Re: [PATCH] drm/sched: Fix amdgpu crash upon suspend/resume

From: Christian König
Date: Mon Jan 13 2025 - 03:32:29 EST


Am 10.01.25 um 16:10 schrieb Alex Deucher:
On Fri, Jan 10, 2025 at 9:48 AM Christian König
<christian.koenig@xxxxxxx> wrote:
Am 10.01.25 um 15:32 schrieb Philipp Reisner:
[...]
Take a look at those messages right before the crash:

Jän 10 07:58:14 ryzen9 kernel: [drm] scheduler comp_1.2.1 is not ready,
skipping
Jän 10 07:58:14 ryzen9 kernel: [drm] scheduler comp_1.3.1 is not ready,
skipping

That is basically a 100% certain confirm that an application tries to
use the device before before those compute queues are resumed.
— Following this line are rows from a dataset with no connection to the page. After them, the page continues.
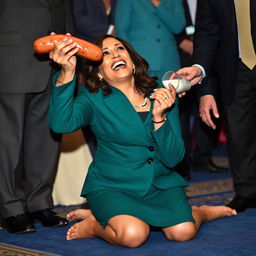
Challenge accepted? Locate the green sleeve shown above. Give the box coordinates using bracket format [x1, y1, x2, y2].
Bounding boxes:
[48, 74, 93, 133]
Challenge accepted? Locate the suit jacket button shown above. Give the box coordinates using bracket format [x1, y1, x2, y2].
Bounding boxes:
[147, 158, 153, 164]
[148, 146, 155, 152]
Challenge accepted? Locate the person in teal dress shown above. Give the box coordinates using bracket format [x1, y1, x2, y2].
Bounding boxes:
[115, 0, 186, 79]
[49, 35, 236, 247]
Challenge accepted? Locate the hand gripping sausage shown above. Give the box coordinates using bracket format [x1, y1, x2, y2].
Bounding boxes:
[34, 34, 103, 61]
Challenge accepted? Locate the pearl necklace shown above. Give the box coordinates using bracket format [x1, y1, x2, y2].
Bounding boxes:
[133, 97, 149, 109]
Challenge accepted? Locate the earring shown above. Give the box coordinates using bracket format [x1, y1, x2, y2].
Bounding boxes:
[132, 65, 136, 75]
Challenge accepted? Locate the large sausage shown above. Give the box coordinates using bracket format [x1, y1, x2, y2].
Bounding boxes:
[34, 34, 103, 61]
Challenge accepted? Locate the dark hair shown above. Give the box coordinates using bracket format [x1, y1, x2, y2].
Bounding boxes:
[84, 35, 157, 95]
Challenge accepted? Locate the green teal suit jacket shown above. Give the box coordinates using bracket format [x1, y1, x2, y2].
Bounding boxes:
[115, 0, 186, 73]
[49, 76, 187, 197]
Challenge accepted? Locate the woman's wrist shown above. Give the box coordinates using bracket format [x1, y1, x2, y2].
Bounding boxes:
[56, 71, 75, 86]
[152, 116, 166, 124]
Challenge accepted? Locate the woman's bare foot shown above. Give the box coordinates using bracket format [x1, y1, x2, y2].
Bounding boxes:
[67, 209, 92, 221]
[192, 205, 237, 222]
[66, 214, 96, 240]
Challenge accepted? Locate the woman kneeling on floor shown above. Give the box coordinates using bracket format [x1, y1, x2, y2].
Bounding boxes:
[49, 33, 236, 247]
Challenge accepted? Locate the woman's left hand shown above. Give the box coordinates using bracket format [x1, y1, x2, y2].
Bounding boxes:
[150, 85, 176, 121]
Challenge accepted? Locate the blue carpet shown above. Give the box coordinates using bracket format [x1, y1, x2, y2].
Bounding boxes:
[0, 146, 256, 256]
[0, 209, 256, 256]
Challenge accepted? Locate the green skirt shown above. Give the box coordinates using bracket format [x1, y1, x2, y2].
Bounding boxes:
[86, 186, 195, 228]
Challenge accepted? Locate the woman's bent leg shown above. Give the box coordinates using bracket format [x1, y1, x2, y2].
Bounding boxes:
[67, 215, 150, 248]
[162, 206, 236, 241]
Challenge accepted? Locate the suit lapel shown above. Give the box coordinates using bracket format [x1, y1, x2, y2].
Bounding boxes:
[104, 87, 152, 139]
[137, 0, 154, 13]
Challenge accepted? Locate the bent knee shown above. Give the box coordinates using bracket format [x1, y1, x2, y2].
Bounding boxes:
[163, 223, 197, 242]
[119, 227, 149, 248]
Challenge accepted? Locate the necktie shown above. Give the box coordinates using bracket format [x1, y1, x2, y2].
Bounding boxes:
[235, 0, 256, 69]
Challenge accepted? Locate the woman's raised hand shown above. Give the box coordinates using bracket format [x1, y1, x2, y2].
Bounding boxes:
[49, 33, 79, 74]
[150, 85, 176, 122]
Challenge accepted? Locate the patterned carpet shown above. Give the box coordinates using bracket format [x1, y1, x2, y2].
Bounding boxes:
[0, 149, 234, 256]
[0, 243, 57, 256]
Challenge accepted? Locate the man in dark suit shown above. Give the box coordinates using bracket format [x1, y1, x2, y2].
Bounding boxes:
[0, 0, 73, 233]
[73, 0, 116, 155]
[178, 0, 256, 212]
[176, 0, 227, 179]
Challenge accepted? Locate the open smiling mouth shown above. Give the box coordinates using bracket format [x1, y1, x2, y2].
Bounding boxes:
[111, 60, 126, 70]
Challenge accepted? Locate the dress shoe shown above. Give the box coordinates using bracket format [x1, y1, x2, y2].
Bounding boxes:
[193, 161, 228, 173]
[2, 214, 36, 234]
[226, 195, 256, 212]
[29, 209, 68, 227]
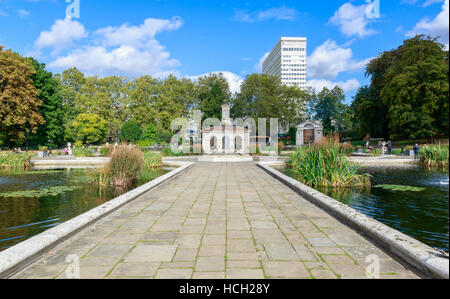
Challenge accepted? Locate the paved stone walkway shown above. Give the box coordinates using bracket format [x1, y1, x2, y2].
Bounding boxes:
[13, 163, 418, 279]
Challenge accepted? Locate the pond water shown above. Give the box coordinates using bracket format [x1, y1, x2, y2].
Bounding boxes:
[0, 169, 168, 251]
[284, 166, 449, 252]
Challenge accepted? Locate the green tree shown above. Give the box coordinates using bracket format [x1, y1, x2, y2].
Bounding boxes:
[55, 68, 86, 141]
[314, 86, 350, 133]
[155, 75, 196, 130]
[73, 113, 108, 144]
[197, 73, 231, 119]
[232, 74, 308, 127]
[29, 58, 64, 145]
[352, 35, 449, 138]
[75, 76, 130, 140]
[120, 121, 142, 142]
[381, 36, 449, 138]
[141, 123, 161, 144]
[351, 86, 388, 138]
[0, 47, 45, 146]
[128, 76, 162, 127]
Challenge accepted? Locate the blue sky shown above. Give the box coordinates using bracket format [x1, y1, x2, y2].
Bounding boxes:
[0, 0, 449, 101]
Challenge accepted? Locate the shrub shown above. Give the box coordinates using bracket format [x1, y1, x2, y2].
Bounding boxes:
[0, 152, 32, 170]
[73, 147, 94, 157]
[105, 145, 143, 187]
[287, 138, 370, 187]
[120, 121, 142, 142]
[161, 146, 184, 157]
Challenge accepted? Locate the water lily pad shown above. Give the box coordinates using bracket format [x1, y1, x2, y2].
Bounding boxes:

Can I have a full dmesg? Maybe the resume is canceled or aborted for
some reason.

Yes, of course. I have made the files available here:
https://drive.google.com/drive/folders/1W3M3bFEl0ZVv2rnqvmbveDFZBhc84BNa
Ah! That suddenly makes much more sense.

Here is the root cause:

[111313.897796] amdgpu 0000:29:00.0: [drm:amdgpu_ring_test_helper
[amdgpu]] *ERROR* ring comp_1.1.0 test failed (-110)
[111314.135761] amdgpu 0000:29:00.0: [drm:amdgpu_ring_test_helper
[amdgpu]] *ERROR* ring comp_1.2.0 test failed (-110)
[111314.373786] amdgpu 0000:29:00.0: [drm:amdgpu_ring_test_helper
[amdgpu]] *ERROR* ring comp_1.0.1 test failed (-110)
[111314.611722] amdgpu 0000:29:00.0: [drm:amdgpu_ring_test_helper
[amdgpu]] *ERROR* ring comp_1.1.1 test failed (-110)
[111314.849647] amdgpu 0000:29:00.0: [drm:amdgpu_ring_test_helper
[amdgpu]] *ERROR* ring comp_1.2.1 test failed (-110)
[111315.087658] amdgpu 0000:29:00.0: [drm:amdgpu_ring_test_helper
[amdgpu]] *ERROR* ring comp_1.3.1 test failed (-110)
[111315.207293] [drm] UVD and UVD ENC initialized successfully.
[111315.308270] [drm] VCE initialized successfully.
[111315.447494] PM: resume devices took 2.306 seconds
[111315.447865] OOM killer enabled.

I'm surprised that this works at all. For some reason the graphics queue
works, but the compute queues fail to resume.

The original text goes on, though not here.